Social, Cultural and Community Context of Healthcare talks about how

‘Residents will learn how to recognize the diverse factors that influence the health of individuals in the community. They will be able to identify social, cultural, familial, psychological, economic, environmental, legal, political and spiritual factors that impact health care and health care delivery. They will respond to the social context created by these factors by planning and advocating the appropriate course of action at both the individual and community level. They will develop zero tolerance for stereotypic language, racism, sexism, ageism, and aspersions to individuals or groups based on ethnic, religious and sexual preference or lifestyle choices. They will avoid identifying individuals by the name of their disease. They will understand all the reasons behind non-adherence and methods to mitigate it. They will learn the benefits of being an advocate for better health for patients in the community and understand the resources available in the community to provide ethnicity- and gender-sensitive and culturally-competent healthcare’.

So, in short, it is important to understand how best to assemble all the elements of healthcare both for the individual and for the community to achieve the most pleasing results.

‘A work of art is said to be aesthetically pleasing to the eye if the elements within the work are arranged in a balanced compositional way. However, there are artists such as Salvador Dalí whose sole aim is to disrupt traditional composition and challenge the viewer to rethink balance and design elements within art works’.(4)
Run your eye back up to the Vermeer with which I started this BLOG, then down to the Dali below and I will leave you to decide what achieves the most pleasing result.

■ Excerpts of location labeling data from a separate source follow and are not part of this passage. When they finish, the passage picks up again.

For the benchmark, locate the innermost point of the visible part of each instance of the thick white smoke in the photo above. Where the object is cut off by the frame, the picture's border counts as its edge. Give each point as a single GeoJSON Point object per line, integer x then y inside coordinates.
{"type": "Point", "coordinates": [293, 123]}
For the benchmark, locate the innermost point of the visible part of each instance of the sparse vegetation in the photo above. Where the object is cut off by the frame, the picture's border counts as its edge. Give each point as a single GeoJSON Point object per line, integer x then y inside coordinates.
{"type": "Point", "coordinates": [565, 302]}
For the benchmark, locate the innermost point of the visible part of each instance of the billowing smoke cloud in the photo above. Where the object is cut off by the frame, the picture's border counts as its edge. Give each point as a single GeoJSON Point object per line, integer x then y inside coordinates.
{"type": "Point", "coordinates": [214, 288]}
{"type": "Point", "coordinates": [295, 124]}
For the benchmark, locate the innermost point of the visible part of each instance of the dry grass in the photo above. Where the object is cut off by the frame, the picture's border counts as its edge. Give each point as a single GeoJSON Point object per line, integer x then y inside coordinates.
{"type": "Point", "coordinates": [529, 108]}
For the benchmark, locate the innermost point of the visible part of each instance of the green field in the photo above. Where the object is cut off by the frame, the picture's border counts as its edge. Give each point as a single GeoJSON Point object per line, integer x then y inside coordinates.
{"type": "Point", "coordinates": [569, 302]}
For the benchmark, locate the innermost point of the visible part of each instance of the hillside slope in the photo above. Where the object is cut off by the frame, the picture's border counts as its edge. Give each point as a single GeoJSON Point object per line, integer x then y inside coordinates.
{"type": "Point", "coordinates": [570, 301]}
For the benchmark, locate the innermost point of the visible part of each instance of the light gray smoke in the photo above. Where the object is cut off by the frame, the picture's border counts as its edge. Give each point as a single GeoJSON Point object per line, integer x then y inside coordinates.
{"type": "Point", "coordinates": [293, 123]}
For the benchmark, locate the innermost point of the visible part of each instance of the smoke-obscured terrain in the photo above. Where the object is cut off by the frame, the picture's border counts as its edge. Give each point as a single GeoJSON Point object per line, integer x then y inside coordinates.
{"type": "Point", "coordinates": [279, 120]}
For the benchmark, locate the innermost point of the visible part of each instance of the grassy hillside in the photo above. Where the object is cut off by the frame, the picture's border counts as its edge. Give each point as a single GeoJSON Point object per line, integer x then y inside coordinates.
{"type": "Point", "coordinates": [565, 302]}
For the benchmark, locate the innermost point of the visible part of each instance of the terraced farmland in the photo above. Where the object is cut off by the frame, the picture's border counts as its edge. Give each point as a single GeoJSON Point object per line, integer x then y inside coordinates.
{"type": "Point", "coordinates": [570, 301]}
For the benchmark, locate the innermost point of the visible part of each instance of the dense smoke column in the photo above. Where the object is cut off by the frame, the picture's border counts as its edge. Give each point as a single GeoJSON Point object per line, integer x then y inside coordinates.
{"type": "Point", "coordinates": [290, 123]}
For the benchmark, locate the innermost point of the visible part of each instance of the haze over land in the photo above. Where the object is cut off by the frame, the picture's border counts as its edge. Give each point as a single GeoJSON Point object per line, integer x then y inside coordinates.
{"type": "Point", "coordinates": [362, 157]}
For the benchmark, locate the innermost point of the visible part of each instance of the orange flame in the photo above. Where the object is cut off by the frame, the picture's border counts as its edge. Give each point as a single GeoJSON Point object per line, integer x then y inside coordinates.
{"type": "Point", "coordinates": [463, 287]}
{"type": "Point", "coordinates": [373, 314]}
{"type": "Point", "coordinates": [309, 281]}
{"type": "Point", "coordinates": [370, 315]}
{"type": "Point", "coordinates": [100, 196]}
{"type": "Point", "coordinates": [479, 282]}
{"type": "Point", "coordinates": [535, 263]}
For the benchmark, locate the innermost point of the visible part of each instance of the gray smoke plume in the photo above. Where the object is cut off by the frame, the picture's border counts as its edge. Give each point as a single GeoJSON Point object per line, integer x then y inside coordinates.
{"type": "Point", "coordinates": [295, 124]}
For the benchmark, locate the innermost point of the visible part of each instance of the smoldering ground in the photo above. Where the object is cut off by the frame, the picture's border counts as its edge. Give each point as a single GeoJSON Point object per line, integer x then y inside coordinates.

                                                                         Still Life Moving Fast, Salvador Dali: 

Peter Carter
Chief Executive Officer
ISQua
February 2014


(1)     Litaker, David MD, PhD*†; Koroukian, Siran M. PhD†; Love, Thomas E. PhD†‡
         Medical Care June 2005 – Volume 43 – Issue 6 – pp531-540
(2)     Sir John Charles: BRITISH MEDICAL JOURNAL, LONDON SATURDAY DECEMBER 22 1962
(3)     Halfon, Neal, Kandyce Larson, and Shirley Russ. 2010. “Why social determinants?”   Healthcare Quarterly 14 (Special issue, October): 9-20.